Stegner also quotes American writer Sherwood Anderson concerning the positive effects wilderness has on our nation's spirituality:
Is it not likely that when the country was new and men were often alone in the fields and the forest they got a sense of bigness outside themselves that has now in some way been lost.... Mystery whispered in the grass, played in the branches of trees overhead, was caught up and blown across the American line in clouds of dust at evening on the prairies.... I am old enough to remember tales that strengthen my belief in a deep semi-religious influence that was formerly at work among our people.
Wilderness gives us a sense that there is something greater than ourselves at work. Too many of us are born, live, and die in a world that is completely man-made. We live in fabricated houses, drive our silent-running cars on nicely smoothed roads, work in air-conditioned buildings, wear clothes made of synthetic threads, and eat processed food given to us in ready-to-eat form. How could we not think that we control the Earth, and our destinies? Why should any of us wonder whether there is something greater than us watching over the whole?

There is a lot of hand-wringing about the moral decay of society. We look at the deterioration of the family, the lewdness and filth that flows into our homes through the TV, radio, and internet, and the steadily declining belief in God and practice of religion. As we try to pass laws that reverse this trend we often ignore the fact that our declining wilderness areas and availability of natural settings may be as much to blame as any other thing. Maybe some of the cause of moral decay is that nothing in our environment inspires us to think outside of ourselves and contemplate God.

The destruction of our wilderness also provides a glimpse into what we, as a nation, treasure and honor most. We love technology. We love resources. We love the commercial. We love control and exploitation. We thrive off of the pride that results in taming and leveling and shaping. A road through a forest is much more than getting from point A to point B, it is about conquering the forest, and all the fears and myths that forests have always inspired. But what if we started to value something different? Stegner:
But the mere example that we can as a nation apply some other criteria than commercial and exploitative considerations would be heartening to many Americans.
Perhaps if we started valuing something more than simply what resources we can extract from our natural places, and how easily we can tame them, it would increase our collective spirituality. We could value the beauty of it, the vastness, the tranquility, our ability to go there and think and contemplate, our sense that there are some things we can't control, and in those things we can find something divine.

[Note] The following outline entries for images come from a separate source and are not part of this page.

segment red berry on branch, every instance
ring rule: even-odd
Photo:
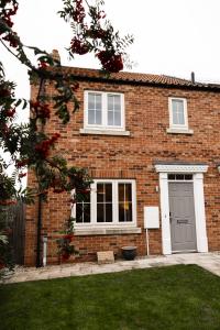
[[[74,54],[85,55],[89,52],[89,45],[74,37],[70,42],[70,51]]]
[[[26,176],[26,173],[20,173],[20,174],[19,174],[19,177],[20,177],[20,178],[22,178],[22,177],[24,177],[24,176]]]
[[[101,51],[97,54],[103,68],[109,73],[119,73],[123,69],[123,61],[121,54],[116,55],[112,52]]]

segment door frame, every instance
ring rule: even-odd
[[[156,164],[155,169],[160,174],[163,254],[172,254],[168,198],[168,174],[172,173],[193,174],[197,251],[208,252],[204,198],[204,173],[208,170],[208,165]]]

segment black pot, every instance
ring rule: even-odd
[[[134,260],[136,256],[136,246],[123,246],[122,250],[122,256],[125,260]]]

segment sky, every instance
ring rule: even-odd
[[[91,0],[94,1],[94,0]],[[131,72],[163,74],[220,82],[219,0],[106,0],[106,12],[121,35],[133,34],[128,48]],[[59,51],[62,64],[100,68],[92,55],[68,59],[70,28],[58,15],[62,0],[19,0],[14,29],[26,45]],[[7,75],[18,84],[19,97],[29,98],[26,69],[0,45]]]

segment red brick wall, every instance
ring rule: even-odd
[[[205,174],[205,201],[209,250],[220,250],[220,94],[187,89],[170,89],[147,86],[81,81],[77,97],[80,110],[72,116],[67,125],[53,117],[47,127],[50,133],[59,132],[61,153],[69,165],[87,167],[94,178],[135,178],[138,227],[141,234],[75,237],[76,246],[81,257],[92,260],[97,251],[113,250],[120,252],[123,245],[138,246],[140,255],[146,254],[145,231],[143,229],[144,206],[160,206],[158,174],[153,162],[185,161],[201,162],[209,165]],[[103,90],[124,92],[125,129],[130,136],[85,135],[84,128],[84,90]],[[37,92],[32,86],[32,97]],[[53,84],[46,88],[54,94]],[[167,134],[169,127],[168,97],[187,99],[189,129],[193,135]],[[29,184],[33,177],[29,175]],[[65,217],[69,213],[67,194],[48,196],[48,204],[43,206],[42,233],[48,234],[48,262],[56,263],[55,237],[63,229]],[[36,206],[28,207],[25,263],[34,264],[36,243]],[[162,253],[161,229],[150,230],[150,251]]]

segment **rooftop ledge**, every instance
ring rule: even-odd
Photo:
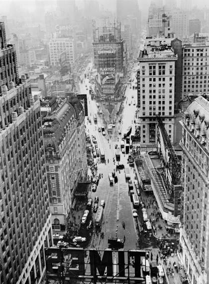
[[[139,61],[173,61],[174,60],[177,60],[178,56],[177,55],[166,56],[165,55],[163,57],[139,57],[138,60]]]

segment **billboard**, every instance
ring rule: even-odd
[[[182,186],[174,185],[174,216],[181,215]]]
[[[85,112],[85,116],[88,116],[88,104],[87,104],[87,96],[86,94],[83,95],[77,95],[77,98],[80,100],[84,100],[84,110]]]
[[[70,280],[71,283],[145,284],[143,269],[146,253],[138,250],[45,248],[46,278],[65,283]]]

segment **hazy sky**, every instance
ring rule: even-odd
[[[84,0],[75,0],[76,3],[77,5],[80,7],[82,7],[84,3]],[[85,1],[88,1],[88,0],[85,0]],[[97,0],[99,1],[100,6],[103,6],[104,10],[108,9],[109,10],[112,10],[113,11],[115,11],[116,7],[116,0]],[[177,0],[177,4],[178,6],[180,6],[181,2],[184,1],[185,0]],[[207,6],[209,8],[209,0],[192,0],[192,5],[197,6],[198,8],[204,8],[205,6]],[[12,0],[16,2],[19,2],[20,4],[23,3],[24,6],[27,10],[32,10],[35,7],[35,0]],[[138,2],[139,4],[139,9],[142,11],[145,11],[148,10],[149,6],[150,4],[151,0],[138,0]],[[45,0],[46,2],[46,8],[47,6],[52,8],[54,7],[54,8],[56,5],[56,0]],[[164,4],[166,2],[166,0],[163,0]],[[0,0],[0,14],[1,14],[2,11],[4,11],[7,10],[9,7],[11,2],[11,0]],[[48,5],[47,5],[48,3]]]

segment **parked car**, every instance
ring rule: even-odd
[[[84,211],[84,215],[83,215],[84,217],[84,216],[87,217],[87,216],[89,215],[89,210],[85,210]]]
[[[88,203],[87,203],[87,206],[92,206],[92,202],[93,201],[92,198],[89,198]]]
[[[124,169],[124,166],[123,164],[119,164],[119,165],[117,165],[116,167],[117,169]]]
[[[134,209],[132,211],[133,217],[137,217],[138,216],[137,211],[136,209]]]
[[[86,216],[83,216],[82,219],[81,219],[81,223],[83,225],[86,223],[87,221],[87,217]]]
[[[59,242],[57,243],[57,246],[58,247],[68,247],[68,245],[69,245],[69,243],[66,243],[64,241],[59,241]]]
[[[101,200],[101,202],[100,203],[100,206],[102,206],[103,208],[105,206],[105,201],[104,200]]]
[[[89,225],[88,226],[89,228],[91,228],[92,227],[92,220],[90,220],[89,223]]]
[[[142,201],[141,201],[140,204],[141,204],[141,206],[142,208],[144,208],[145,207],[145,205],[144,204],[144,202],[142,202]]]
[[[63,238],[63,236],[61,236],[59,234],[55,234],[53,235],[53,238],[54,240],[62,240]]]
[[[94,206],[93,212],[97,212],[98,209],[98,203],[95,203],[95,205]]]
[[[157,268],[158,270],[159,276],[161,277],[163,277],[164,276],[165,276],[165,273],[163,271],[163,268],[162,265],[158,265]]]
[[[137,195],[141,195],[139,190],[137,188],[136,190],[136,193],[137,194]]]
[[[86,238],[82,238],[82,237],[75,237],[74,239],[73,239],[73,242],[74,243],[83,243],[84,242],[86,242]]]
[[[147,226],[147,230],[151,230],[152,229],[152,226],[151,226],[151,223],[149,221],[147,221],[146,222],[146,225]]]
[[[143,219],[145,222],[147,222],[148,220],[147,214],[145,213],[143,213]]]

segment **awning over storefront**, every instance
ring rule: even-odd
[[[79,182],[75,191],[75,196],[86,196],[91,186],[91,182]]]

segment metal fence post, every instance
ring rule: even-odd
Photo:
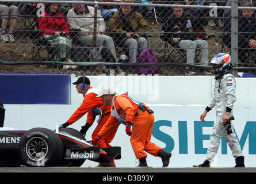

Shouldn't we as Mormons be leading the fight to protect our last remaining natural places? Shouldn't we be influencing the national environmental discussion to include terms like values and spirituality? I wish we could move past the partisan politics on issue, liberals want conservation and conservatives want exploitation, and agree that wilderness is good for our souls.

3 comments:

Josh said...

I knew it would happen. Finally something that we, at least at the core, agree on!!!!

Jacob S. said...

And it only took 10 months.

Andrew said...

That's one thing I miss about Utah -- I love to hike and it was so easy with the mountains a few blocks from home. We have some of that here in southern California, but it's harder to find a place to live where you can have useful access to both the city and the wilderness.